UK set to ban Russian oil imports

UK set to ban Russian oil imports
The UK government said the transition period will give the market, businesses and supply chains more than enough time to replace Russian oil imports, which make up 8% of UK demand. Photo: David Hecker/Getty Images

The UK is set to phase out the import of Russian oil and oil products by the end of 2022, following similar moves by the US.

The government said the transition period will give the market, businesses and supply chains more than enough time to replace Russian imports, which make up 8% of UK demand.

Britain is less reliant on Russian fossil fuels than many European countries. Beyond Russia, the vast majority of UK imports come from partners such as the US, Netherlands and the Gulf.

The ban is not set to apply to Russian gas.

“Businesses should use this year to ensure a smooth transition so that consumers will not be affected,” Kwasi Kwarteng, secretary of state for business, energy and industrial strategy, said on Twitter.

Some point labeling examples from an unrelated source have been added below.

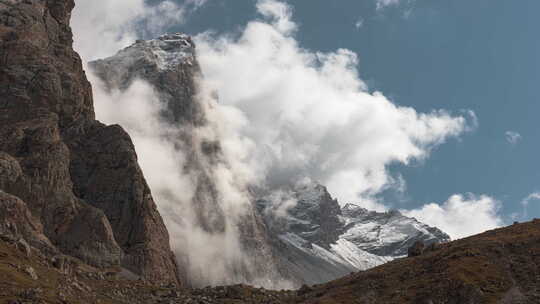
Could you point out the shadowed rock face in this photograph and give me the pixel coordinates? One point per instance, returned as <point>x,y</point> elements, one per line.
<point>169,65</point>
<point>68,183</point>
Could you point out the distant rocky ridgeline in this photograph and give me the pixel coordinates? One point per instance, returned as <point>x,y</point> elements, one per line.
<point>320,241</point>
<point>68,184</point>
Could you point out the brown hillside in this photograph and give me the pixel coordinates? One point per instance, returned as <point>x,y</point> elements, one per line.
<point>498,266</point>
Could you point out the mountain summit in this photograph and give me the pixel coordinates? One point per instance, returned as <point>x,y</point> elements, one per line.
<point>69,185</point>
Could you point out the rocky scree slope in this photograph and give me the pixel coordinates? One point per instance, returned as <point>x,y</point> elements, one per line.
<point>500,266</point>
<point>68,184</point>
<point>496,267</point>
<point>319,241</point>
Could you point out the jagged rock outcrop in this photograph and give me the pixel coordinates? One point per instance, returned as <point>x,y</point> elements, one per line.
<point>169,65</point>
<point>70,183</point>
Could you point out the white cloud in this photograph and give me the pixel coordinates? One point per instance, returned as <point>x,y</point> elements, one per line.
<point>384,3</point>
<point>359,23</point>
<point>535,196</point>
<point>309,113</point>
<point>461,216</point>
<point>512,137</point>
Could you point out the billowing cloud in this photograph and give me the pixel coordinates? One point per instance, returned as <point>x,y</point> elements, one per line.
<point>310,114</point>
<point>359,23</point>
<point>461,216</point>
<point>535,196</point>
<point>512,137</point>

“The government will also work with companies through a new taskforce on oil to support them to make use of this period in finding alternative supplies.”

Read more: Shell pledges to stop buying Russian oil and gas

It comes as president Joe Biden confirmed a complete US ban on Russian oil, gas and coal imports in a speech at the White House on Tuesday.

"The American people will deal another powerful blow to Putin's leadership," he said. "Americans have rallied to support the Ukrainian people, and made it clear we will not be part of subsidising Putin’s war."

He highlighted that the ban on Russian oil imports had bipartisan support in Congress, as well as widespread support nationwide amid skyrocketing gas prices.

“This is a step that we’re taking to inflict further pain on Putin, but there will be further cost as well here in the United States,” he added.

“I said I would level with the American people form the beginning. When I first spoke of this in the beginning, I said defending freedom is going to cost us as well in the United States. Republicans and Democrats alike understand that. Republicans and Democrats alike have been clear that we must do this.”

Read more: European stock markets eke out gains as Russia threatens to cut gas supply

The European Union also made moves on Tuesday to reduce the continent's reliance on Russian gas, saying it aims to cut its demand by two-thirds by the end of the year. But Germany has so far resisted any prohibition on buying Russian crude.

Oil prices surged in anticipation of the announcements, with the price of Brent crude (BZ=F), the international benchmark, rising more than 7%, to $132 a barrel. On Monday, it had climbed as high as $139 – its highest since 2008.

Russia is the world’s largest oil exporter, and shipped almost 8 million barrels a day of crude and petroleum products to global markets at the end of last year, according to the International Energy Agency.

About 60% of Russia’s oil exports go to Europe, with 2% to the UK, while around 8% goes to the US. China accounts for about 20%.

“Driven by headlines, the international oil market continues to create havoc with oil prices. Russian imports make up a tiny amount of US’s energy needs, but Joe Biden’s bold unilateral ban on imports of Russian oil, LNG, and coal as part of the latest round of sanctions pushed oil prices to pass U$120/barrel," Pratibha Thaker, editorial and regional director for Middle East and Africa at the Economist Intelligence Unit, said.

"Europe’s move in the same direction is likely to be slower, but the ripple effects from the invasion, oil sanctions against an extremely tight energy market points to elevated triple digit prices remaining for the moment.”